The FDA has granted more new drug approvals for breast cancer than for any other type of solid tumor, and the breast cancer community is far too familiar with the consequences of streamlining safety protocols. BCAction has been critical of any FDA leader who has allowed patients to be exposed to expensive, toxic treatments that do not improve survival rates while pharmaceutical companies rake in profits. In order to be the strong and effective agency that patients can depend on, the FDA must act with integrity and without conflicts of interest, which is why Breast Cancer Action urges you to oppose Dr. Janet Woodcock’s potential nomination.
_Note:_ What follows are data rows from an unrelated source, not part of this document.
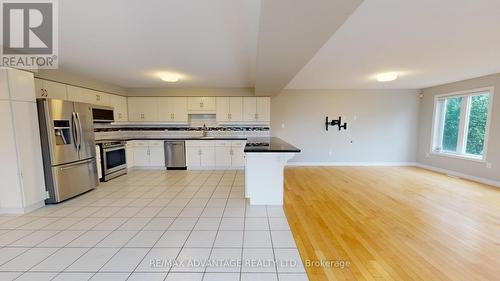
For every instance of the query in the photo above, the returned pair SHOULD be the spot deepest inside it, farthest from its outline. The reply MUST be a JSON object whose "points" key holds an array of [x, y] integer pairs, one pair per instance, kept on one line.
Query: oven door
{"points": [[114, 159]]}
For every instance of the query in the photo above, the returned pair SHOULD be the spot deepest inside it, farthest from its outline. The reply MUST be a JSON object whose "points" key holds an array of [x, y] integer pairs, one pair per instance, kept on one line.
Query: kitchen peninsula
{"points": [[265, 161]]}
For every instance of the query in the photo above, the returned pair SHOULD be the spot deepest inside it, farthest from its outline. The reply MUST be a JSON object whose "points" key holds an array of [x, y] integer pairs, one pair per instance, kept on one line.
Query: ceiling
{"points": [[429, 42], [335, 44], [125, 42]]}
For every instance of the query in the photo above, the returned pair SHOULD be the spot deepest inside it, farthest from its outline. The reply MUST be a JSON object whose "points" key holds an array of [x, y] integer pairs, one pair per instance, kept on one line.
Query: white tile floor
{"points": [[153, 225]]}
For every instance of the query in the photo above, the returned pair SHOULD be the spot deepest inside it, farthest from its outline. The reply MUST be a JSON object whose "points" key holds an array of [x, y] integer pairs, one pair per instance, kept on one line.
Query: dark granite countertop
{"points": [[170, 138], [275, 145]]}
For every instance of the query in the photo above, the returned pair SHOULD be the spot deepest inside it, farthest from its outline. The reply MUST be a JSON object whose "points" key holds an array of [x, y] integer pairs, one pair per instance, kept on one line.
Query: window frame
{"points": [[438, 124]]}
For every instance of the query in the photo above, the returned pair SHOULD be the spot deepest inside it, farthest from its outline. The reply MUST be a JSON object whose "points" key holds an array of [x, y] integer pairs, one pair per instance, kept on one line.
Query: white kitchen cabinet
{"points": [[215, 154], [148, 154], [98, 161], [79, 94], [263, 109], [256, 109], [229, 110], [238, 154], [156, 154], [143, 109], [129, 154], [222, 154], [200, 154], [201, 104], [207, 156], [173, 110], [193, 160], [50, 89], [119, 105], [23, 185]]}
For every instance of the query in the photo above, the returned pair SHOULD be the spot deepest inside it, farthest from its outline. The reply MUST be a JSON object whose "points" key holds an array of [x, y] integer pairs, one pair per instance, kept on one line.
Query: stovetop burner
{"points": [[253, 144]]}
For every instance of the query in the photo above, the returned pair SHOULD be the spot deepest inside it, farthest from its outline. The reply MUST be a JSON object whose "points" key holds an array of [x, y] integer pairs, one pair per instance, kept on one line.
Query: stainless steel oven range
{"points": [[114, 160]]}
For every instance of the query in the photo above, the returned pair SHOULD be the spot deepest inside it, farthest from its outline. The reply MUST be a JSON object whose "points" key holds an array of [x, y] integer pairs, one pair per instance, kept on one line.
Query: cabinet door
{"points": [[156, 154], [129, 154], [143, 109], [29, 152], [10, 191], [235, 109], [201, 104], [39, 88], [141, 155], [119, 105], [75, 94], [238, 155], [223, 156], [193, 157], [208, 103], [249, 109], [194, 103], [55, 90], [263, 109], [4, 87], [222, 109], [21, 85], [179, 109], [208, 156], [164, 110]]}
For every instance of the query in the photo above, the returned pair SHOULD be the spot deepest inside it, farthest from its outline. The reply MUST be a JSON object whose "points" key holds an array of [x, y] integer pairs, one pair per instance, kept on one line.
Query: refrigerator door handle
{"points": [[80, 131], [75, 130]]}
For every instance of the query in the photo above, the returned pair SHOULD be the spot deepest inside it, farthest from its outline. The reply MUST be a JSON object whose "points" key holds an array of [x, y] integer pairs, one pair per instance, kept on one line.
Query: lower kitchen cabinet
{"points": [[129, 154], [202, 155], [148, 154]]}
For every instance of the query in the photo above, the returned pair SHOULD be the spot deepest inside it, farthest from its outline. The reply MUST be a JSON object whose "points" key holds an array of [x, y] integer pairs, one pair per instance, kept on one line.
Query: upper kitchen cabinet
{"points": [[119, 104], [173, 109], [201, 105], [78, 94], [256, 109], [19, 84], [143, 109], [229, 109], [51, 90]]}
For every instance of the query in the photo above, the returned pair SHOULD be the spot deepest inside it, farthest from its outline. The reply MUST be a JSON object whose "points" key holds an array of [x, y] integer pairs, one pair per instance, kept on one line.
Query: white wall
{"points": [[385, 129], [468, 167]]}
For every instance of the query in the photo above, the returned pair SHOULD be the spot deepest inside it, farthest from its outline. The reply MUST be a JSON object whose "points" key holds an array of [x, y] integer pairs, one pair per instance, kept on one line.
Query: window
{"points": [[461, 123]]}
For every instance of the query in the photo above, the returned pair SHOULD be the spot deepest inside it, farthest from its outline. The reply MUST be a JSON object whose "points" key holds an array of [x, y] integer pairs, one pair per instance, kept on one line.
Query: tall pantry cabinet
{"points": [[22, 185]]}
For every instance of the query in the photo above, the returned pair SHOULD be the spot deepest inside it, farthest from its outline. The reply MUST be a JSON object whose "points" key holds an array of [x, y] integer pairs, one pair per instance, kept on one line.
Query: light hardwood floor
{"points": [[393, 223]]}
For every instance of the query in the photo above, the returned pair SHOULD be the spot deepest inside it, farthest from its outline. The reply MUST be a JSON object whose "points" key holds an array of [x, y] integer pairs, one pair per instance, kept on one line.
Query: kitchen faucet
{"points": [[205, 129]]}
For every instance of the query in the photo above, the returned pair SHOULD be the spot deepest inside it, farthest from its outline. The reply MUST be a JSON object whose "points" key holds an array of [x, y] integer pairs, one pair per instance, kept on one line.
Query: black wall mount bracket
{"points": [[337, 122]]}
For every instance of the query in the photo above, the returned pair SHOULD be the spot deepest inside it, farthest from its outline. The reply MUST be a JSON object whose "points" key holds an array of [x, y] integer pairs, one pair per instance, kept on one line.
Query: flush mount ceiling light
{"points": [[387, 76], [169, 77]]}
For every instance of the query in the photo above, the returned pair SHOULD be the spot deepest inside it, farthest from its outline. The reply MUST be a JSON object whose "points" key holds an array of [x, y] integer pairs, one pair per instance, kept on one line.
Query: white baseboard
{"points": [[350, 164], [15, 211], [460, 175]]}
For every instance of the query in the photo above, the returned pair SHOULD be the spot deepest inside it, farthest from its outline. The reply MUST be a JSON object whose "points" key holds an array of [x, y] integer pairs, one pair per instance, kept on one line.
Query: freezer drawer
{"points": [[72, 179], [175, 155]]}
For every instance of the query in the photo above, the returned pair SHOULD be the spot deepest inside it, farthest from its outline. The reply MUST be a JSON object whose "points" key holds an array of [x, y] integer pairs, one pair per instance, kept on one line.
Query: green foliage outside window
{"points": [[451, 123], [477, 124]]}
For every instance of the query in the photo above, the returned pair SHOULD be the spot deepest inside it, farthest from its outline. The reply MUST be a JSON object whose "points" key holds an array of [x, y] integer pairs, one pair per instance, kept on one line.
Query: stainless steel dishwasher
{"points": [[175, 155]]}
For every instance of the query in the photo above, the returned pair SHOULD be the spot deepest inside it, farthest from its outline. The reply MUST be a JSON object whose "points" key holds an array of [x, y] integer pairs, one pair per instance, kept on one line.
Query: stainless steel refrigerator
{"points": [[68, 148]]}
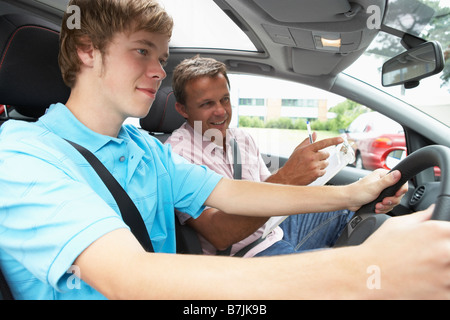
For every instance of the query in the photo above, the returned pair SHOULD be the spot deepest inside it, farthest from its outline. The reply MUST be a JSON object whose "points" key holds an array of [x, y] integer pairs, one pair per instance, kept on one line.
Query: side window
{"points": [[275, 113]]}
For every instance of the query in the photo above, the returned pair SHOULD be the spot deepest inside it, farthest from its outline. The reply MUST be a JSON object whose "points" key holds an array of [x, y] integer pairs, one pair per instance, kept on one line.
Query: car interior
{"points": [[288, 38]]}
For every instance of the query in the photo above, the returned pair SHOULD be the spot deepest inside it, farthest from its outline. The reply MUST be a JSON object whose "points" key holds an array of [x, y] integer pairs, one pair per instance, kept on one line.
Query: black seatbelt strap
{"points": [[130, 214], [237, 175]]}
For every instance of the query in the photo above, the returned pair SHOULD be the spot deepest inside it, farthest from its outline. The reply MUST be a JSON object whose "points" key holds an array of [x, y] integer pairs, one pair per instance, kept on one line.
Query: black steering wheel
{"points": [[365, 221]]}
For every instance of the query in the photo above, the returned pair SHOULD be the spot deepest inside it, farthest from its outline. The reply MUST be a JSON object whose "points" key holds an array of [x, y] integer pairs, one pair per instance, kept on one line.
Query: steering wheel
{"points": [[365, 221]]}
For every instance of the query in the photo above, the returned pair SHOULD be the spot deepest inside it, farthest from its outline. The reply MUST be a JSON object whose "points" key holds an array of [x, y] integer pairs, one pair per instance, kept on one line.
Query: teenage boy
{"points": [[57, 217]]}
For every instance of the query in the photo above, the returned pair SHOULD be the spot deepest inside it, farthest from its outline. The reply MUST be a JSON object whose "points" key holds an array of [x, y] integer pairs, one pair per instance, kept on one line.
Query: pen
{"points": [[308, 126]]}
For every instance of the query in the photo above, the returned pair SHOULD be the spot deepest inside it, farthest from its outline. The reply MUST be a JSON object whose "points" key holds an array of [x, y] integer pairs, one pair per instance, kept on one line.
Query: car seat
{"points": [[162, 118], [30, 78]]}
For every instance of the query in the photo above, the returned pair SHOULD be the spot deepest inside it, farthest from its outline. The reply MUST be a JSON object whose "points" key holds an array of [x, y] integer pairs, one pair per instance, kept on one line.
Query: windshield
{"points": [[426, 19]]}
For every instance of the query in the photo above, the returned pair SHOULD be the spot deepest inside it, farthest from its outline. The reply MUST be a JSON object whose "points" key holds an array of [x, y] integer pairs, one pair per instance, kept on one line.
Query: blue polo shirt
{"points": [[53, 205]]}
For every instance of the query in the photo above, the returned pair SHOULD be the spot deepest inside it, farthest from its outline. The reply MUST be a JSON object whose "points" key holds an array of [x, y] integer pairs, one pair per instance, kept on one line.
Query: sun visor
{"points": [[306, 10], [321, 63]]}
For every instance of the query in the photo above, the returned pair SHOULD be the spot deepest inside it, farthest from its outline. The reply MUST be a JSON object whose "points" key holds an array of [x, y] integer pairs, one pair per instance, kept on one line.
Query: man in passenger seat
{"points": [[201, 87], [61, 233]]}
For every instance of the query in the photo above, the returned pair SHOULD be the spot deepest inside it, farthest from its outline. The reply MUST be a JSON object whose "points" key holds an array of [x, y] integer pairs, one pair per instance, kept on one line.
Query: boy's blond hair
{"points": [[100, 21]]}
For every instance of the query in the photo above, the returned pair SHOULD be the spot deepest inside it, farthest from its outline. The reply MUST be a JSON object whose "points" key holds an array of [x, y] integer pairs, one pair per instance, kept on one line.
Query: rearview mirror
{"points": [[412, 65]]}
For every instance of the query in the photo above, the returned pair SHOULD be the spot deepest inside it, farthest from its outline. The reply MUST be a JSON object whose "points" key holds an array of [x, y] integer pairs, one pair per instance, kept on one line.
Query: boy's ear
{"points": [[181, 108], [86, 52]]}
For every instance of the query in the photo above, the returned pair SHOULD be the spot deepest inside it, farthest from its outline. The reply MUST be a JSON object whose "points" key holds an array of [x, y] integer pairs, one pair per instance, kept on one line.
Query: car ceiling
{"points": [[285, 32]]}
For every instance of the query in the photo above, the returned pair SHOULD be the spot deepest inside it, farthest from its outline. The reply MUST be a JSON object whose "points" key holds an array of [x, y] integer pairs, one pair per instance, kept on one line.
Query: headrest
{"points": [[163, 117], [30, 78]]}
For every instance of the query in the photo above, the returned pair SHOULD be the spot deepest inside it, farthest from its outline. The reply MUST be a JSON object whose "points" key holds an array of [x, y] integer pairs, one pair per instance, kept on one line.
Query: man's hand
{"points": [[370, 187], [307, 163]]}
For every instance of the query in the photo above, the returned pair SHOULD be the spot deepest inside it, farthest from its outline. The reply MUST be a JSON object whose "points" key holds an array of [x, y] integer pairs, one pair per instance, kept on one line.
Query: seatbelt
{"points": [[130, 214], [237, 175]]}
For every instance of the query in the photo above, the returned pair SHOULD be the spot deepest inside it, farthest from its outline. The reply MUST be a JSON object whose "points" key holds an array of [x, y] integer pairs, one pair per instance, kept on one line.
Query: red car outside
{"points": [[370, 135]]}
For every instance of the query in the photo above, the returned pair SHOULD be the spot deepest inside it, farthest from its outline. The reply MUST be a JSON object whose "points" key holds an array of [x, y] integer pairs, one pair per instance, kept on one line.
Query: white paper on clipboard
{"points": [[340, 156]]}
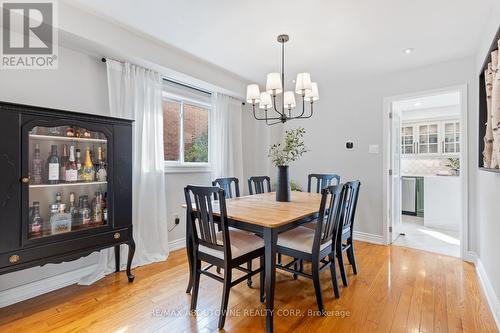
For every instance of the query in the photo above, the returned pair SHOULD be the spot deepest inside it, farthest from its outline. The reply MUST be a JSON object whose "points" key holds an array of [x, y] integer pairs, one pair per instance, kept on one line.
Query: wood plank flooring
{"points": [[397, 290]]}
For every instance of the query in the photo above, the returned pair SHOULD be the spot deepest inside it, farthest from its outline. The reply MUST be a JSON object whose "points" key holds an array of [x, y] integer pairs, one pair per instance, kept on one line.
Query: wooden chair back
{"points": [[226, 184], [199, 200], [322, 180], [257, 184], [329, 216]]}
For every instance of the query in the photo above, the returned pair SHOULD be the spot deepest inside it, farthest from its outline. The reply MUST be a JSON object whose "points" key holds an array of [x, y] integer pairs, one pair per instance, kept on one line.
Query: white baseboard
{"points": [[177, 244], [489, 292], [369, 238], [36, 288]]}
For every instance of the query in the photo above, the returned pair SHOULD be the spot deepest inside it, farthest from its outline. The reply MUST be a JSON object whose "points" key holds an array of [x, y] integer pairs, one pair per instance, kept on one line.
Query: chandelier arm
{"points": [[266, 119]]}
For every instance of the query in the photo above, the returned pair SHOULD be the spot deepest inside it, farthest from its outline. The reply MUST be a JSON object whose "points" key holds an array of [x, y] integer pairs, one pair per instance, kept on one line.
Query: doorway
{"points": [[426, 171]]}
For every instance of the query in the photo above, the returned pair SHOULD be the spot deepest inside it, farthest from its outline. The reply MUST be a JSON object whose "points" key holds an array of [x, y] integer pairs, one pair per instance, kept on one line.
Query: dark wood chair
{"points": [[257, 184], [345, 239], [316, 246], [223, 248], [322, 180], [226, 184]]}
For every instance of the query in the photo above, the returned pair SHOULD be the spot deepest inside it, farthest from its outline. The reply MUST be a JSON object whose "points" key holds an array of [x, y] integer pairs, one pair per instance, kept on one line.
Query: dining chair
{"points": [[226, 184], [316, 246], [322, 180], [225, 248], [345, 239], [257, 184]]}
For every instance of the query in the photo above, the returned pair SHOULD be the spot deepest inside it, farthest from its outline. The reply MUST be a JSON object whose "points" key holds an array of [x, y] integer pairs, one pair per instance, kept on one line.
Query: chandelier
{"points": [[275, 85]]}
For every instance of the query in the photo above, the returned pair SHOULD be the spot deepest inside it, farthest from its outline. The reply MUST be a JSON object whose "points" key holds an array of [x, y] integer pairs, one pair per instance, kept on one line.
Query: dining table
{"points": [[263, 215]]}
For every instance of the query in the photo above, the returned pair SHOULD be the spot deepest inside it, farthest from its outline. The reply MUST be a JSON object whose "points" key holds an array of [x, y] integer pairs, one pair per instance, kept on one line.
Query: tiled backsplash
{"points": [[424, 167]]}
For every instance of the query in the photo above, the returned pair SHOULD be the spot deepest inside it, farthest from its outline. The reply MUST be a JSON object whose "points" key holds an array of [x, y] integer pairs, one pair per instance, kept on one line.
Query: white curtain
{"points": [[135, 93], [225, 134]]}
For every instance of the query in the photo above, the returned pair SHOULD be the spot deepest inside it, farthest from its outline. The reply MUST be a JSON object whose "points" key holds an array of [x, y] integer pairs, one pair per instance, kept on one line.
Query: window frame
{"points": [[181, 166]]}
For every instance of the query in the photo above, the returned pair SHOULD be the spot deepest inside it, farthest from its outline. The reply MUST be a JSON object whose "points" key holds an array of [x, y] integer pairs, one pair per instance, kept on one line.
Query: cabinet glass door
{"points": [[68, 180]]}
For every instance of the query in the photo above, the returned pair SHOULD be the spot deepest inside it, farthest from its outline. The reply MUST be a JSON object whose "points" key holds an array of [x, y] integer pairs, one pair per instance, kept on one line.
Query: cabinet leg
{"points": [[117, 258], [131, 251]]}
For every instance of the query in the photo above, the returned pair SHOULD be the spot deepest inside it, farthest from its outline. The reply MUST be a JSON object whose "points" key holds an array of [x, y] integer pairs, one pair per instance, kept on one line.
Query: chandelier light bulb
{"points": [[313, 94], [273, 83], [265, 100], [253, 93], [303, 83]]}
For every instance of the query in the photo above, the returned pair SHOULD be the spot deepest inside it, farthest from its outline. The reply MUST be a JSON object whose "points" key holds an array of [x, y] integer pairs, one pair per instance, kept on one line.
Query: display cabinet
{"points": [[66, 186]]}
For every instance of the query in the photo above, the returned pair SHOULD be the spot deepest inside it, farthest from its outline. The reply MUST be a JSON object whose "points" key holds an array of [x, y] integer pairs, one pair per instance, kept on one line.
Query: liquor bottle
{"points": [[101, 174], [71, 170], [53, 166], [105, 208], [62, 161], [70, 131], [88, 168], [60, 221], [36, 224], [78, 161], [85, 212], [36, 166], [73, 210], [97, 209]]}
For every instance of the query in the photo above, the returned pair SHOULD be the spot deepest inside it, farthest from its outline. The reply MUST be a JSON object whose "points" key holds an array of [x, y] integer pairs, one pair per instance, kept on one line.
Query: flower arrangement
{"points": [[290, 150]]}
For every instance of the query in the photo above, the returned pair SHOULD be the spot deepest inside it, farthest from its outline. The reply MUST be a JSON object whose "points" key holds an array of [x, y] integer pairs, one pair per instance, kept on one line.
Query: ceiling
{"points": [[327, 38]]}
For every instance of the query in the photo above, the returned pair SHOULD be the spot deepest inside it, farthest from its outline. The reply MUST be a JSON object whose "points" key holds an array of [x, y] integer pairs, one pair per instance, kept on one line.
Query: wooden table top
{"points": [[264, 210]]}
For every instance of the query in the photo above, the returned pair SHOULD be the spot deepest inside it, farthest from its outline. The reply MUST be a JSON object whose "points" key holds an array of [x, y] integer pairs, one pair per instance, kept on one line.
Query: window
{"points": [[407, 146], [185, 126], [428, 139], [451, 137]]}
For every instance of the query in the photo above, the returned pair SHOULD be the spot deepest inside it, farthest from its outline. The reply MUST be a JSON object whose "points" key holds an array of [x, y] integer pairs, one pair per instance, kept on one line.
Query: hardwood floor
{"points": [[397, 290]]}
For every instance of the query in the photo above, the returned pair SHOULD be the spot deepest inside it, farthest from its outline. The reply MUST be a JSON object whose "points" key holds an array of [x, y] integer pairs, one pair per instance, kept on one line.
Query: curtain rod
{"points": [[103, 59]]}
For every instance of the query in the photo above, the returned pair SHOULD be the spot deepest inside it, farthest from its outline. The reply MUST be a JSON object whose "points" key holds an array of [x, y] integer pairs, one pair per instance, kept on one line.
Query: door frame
{"points": [[387, 221]]}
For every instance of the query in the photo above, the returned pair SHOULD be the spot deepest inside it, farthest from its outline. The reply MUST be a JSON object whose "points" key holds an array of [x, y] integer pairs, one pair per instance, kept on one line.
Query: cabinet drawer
{"points": [[63, 251]]}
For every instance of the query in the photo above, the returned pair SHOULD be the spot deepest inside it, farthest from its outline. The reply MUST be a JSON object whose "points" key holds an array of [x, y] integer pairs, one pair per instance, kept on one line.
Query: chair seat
{"points": [[300, 239], [242, 242]]}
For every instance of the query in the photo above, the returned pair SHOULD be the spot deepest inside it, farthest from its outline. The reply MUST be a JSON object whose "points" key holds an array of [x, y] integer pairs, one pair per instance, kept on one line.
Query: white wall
{"points": [[80, 84], [487, 188], [351, 108]]}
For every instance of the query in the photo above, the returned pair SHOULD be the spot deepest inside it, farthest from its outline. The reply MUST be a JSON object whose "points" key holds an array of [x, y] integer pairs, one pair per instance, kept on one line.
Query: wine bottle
{"points": [[97, 209], [88, 168], [62, 162], [102, 174], [78, 161], [53, 166], [36, 166], [71, 170], [36, 224]]}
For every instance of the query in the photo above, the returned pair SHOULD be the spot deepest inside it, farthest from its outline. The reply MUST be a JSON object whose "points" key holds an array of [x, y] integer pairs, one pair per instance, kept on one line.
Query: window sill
{"points": [[183, 168]]}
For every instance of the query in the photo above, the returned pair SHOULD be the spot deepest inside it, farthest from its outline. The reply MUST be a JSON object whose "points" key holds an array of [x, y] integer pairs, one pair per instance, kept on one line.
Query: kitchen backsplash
{"points": [[424, 167]]}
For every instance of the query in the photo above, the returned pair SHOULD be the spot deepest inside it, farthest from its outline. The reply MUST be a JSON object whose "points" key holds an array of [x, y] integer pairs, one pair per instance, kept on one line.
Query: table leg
{"points": [[189, 249], [270, 239]]}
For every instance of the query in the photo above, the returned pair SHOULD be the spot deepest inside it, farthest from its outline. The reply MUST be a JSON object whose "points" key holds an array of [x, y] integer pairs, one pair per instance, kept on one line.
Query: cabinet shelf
{"points": [[67, 184], [65, 138]]}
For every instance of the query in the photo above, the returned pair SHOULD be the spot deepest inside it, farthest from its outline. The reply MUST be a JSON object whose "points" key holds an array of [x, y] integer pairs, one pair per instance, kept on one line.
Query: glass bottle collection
{"points": [[66, 164], [67, 217], [68, 168]]}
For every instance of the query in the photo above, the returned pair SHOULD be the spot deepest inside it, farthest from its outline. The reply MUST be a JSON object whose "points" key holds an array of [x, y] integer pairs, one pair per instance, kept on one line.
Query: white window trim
{"points": [[181, 166]]}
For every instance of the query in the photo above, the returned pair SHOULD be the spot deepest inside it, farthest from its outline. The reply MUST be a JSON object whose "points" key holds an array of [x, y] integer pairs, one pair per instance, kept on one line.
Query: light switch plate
{"points": [[373, 149]]}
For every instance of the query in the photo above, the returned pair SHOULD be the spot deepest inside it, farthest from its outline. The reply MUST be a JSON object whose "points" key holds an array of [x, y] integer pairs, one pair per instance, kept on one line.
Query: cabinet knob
{"points": [[14, 258]]}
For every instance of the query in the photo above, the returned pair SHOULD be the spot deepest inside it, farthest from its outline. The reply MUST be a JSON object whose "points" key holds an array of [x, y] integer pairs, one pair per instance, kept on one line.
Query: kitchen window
{"points": [[186, 127]]}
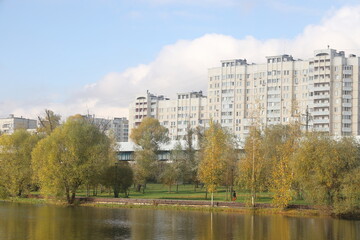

We encourage you to select a new FDA Commissioner based on the following criteria: they are devoted to restoring the scientific integrity of the agency, they prioritize public health over industry interest, and they are committed to ensuring a balance between approval speed and drug safety and efficacy. As acting commissioner, Janet Woodcock is positioned to be potentially nominated for a permanent role as the agency’s leader. We understand that Dr. Joshua Sharfstein is another potential candidate being considered for the position. Of the two potential nominees, Dr. Joshua Sharfstein has thus far exhibited more of the qualities that best fit our criteria.
Breast Cancer Action will continue to be on the forefront of applying critical analysis to current and emerging breast cancer treatments, of providing evidence-based information free from industry influence, and of holding any leader of the agency accountable for ensuring the safety for patients and consumers.